Lantas, apa saja kesulitan yang dihadapi penggunaan teknologi AI dalam proses produksi film sebenarnya?
Li Yijie percaya bahwa teknologi AI saat ini dapat diintegrasikan secara alami ke dalam produksi film. Teknologi ini juga sangat populer di pasar karena efisiensinya yang tinggi dan biayanya yang rendah. Namun, dalam proses permohonan tertentu, cara mendefinisikan hak cipta merupakan kesulitan umum yang dihadapi oleh semua orang.
Dalam perkembangan film ke depan, apakah sains dan seni bisa diintegrasikan? Bagaimana cara menyeimbangkan inovasi teknologi dan seni film saat menggunakan AI?
Jiang Haiyang berkata bahwa algoritma tidak bisa menggantikan ide, sama seperti sains tidak bisa menggantikan seni. "Tapi ada satu hal yang jelas.

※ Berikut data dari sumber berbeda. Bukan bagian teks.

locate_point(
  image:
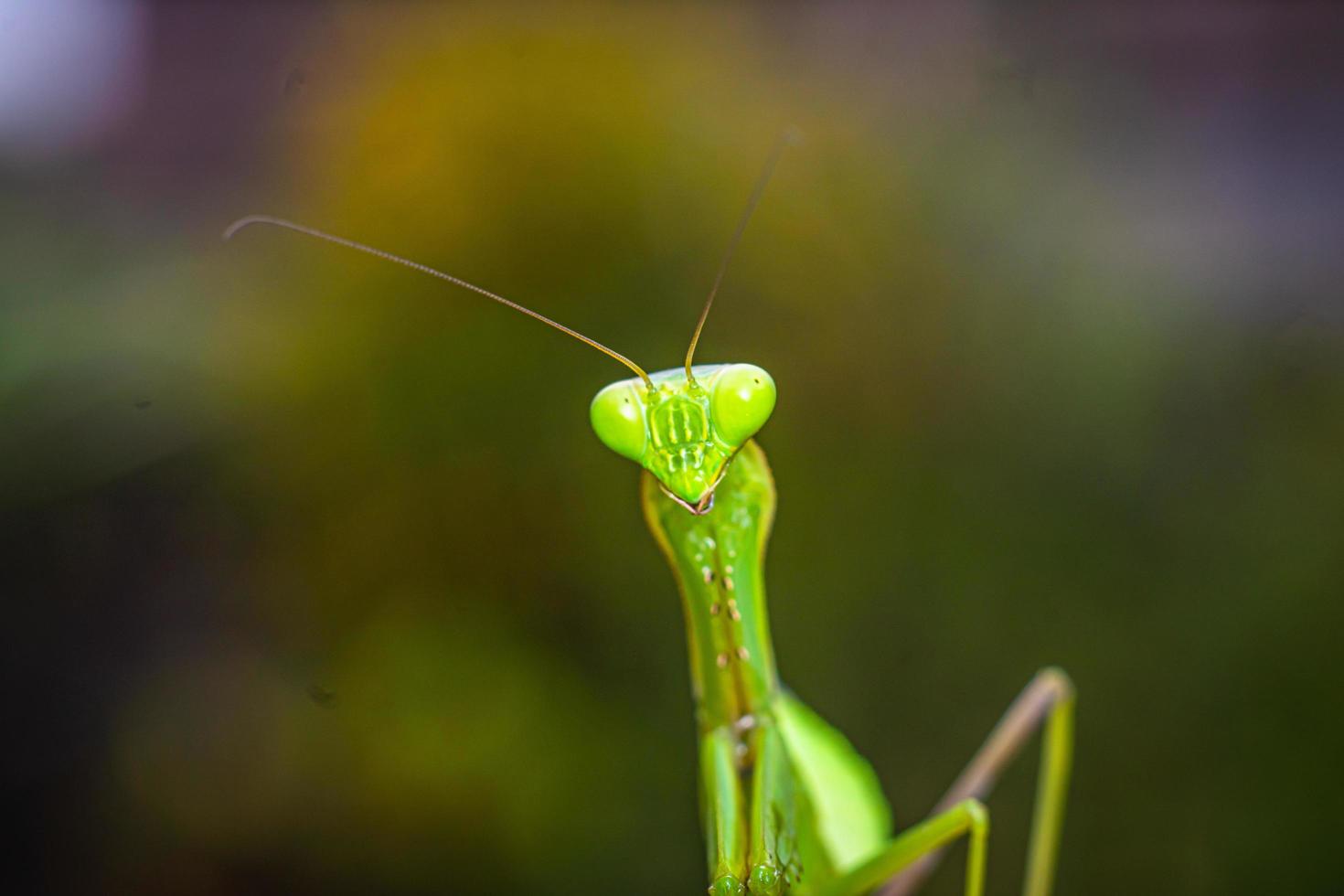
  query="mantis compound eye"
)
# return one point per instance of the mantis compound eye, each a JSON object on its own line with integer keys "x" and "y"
{"x": 617, "y": 415}
{"x": 742, "y": 400}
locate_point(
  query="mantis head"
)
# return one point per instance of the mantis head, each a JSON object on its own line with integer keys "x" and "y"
{"x": 683, "y": 425}
{"x": 684, "y": 429}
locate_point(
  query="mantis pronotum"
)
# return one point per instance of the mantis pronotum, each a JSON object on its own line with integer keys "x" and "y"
{"x": 788, "y": 805}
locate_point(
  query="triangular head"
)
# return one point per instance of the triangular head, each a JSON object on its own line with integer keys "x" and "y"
{"x": 683, "y": 429}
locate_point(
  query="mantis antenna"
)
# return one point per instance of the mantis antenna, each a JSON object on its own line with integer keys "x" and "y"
{"x": 425, "y": 269}
{"x": 786, "y": 139}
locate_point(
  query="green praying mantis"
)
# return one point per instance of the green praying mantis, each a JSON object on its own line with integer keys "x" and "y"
{"x": 788, "y": 805}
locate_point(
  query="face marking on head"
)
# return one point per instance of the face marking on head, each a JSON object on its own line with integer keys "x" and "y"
{"x": 686, "y": 432}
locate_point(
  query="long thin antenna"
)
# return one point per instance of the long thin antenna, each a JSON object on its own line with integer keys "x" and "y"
{"x": 786, "y": 139}
{"x": 378, "y": 252}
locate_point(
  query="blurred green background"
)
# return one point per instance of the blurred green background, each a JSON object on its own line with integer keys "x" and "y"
{"x": 316, "y": 579}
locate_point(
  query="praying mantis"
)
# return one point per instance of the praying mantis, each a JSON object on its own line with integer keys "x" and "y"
{"x": 788, "y": 805}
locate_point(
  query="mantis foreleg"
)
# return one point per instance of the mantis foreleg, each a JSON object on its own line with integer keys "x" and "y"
{"x": 1047, "y": 699}
{"x": 723, "y": 813}
{"x": 969, "y": 817}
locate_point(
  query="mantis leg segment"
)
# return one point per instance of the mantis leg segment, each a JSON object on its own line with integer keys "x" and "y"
{"x": 723, "y": 813}
{"x": 1047, "y": 699}
{"x": 773, "y": 858}
{"x": 969, "y": 817}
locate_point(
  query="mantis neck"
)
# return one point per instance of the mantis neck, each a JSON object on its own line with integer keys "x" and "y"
{"x": 718, "y": 559}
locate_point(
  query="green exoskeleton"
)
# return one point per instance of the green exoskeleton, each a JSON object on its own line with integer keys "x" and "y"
{"x": 788, "y": 805}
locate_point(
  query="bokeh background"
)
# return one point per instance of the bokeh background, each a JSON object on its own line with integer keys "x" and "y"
{"x": 316, "y": 581}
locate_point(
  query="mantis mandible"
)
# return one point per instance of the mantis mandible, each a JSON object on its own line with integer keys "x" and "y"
{"x": 788, "y": 805}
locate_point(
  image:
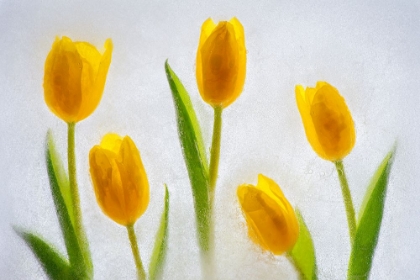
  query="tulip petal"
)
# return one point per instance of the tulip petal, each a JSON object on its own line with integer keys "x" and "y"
{"x": 219, "y": 56}
{"x": 95, "y": 70}
{"x": 271, "y": 221}
{"x": 333, "y": 123}
{"x": 206, "y": 30}
{"x": 62, "y": 80}
{"x": 136, "y": 185}
{"x": 303, "y": 100}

Di era di mana mesin dan manusia berevolusi bersama, orang yang bisa menggunakan alat harus menjadi yang terdepan."
Chen Jun, direktur Departemen Teknologi Film dan Televisi di Akademi Film Beijing, percaya bahwa teknologi AI menjadi semakin canggih dalam film, namun itu hanyalah sebuah alat. Agar sebuah karya seni mempunyai kehidupan, ia harus tetap dipimpin oleh manusia.
Perkembangan teknologi AI telah membuka batas-batas aplikasi dan mendekatkan semua orang pada lingkungan virtual. Namun inti permasalahannya adalah inti spiritual dari film tersebut masih perlu diselesaikan melalui penciptaan manusia. Pada titik ini, AI mungkin tidak dapat berbuat apa-apa.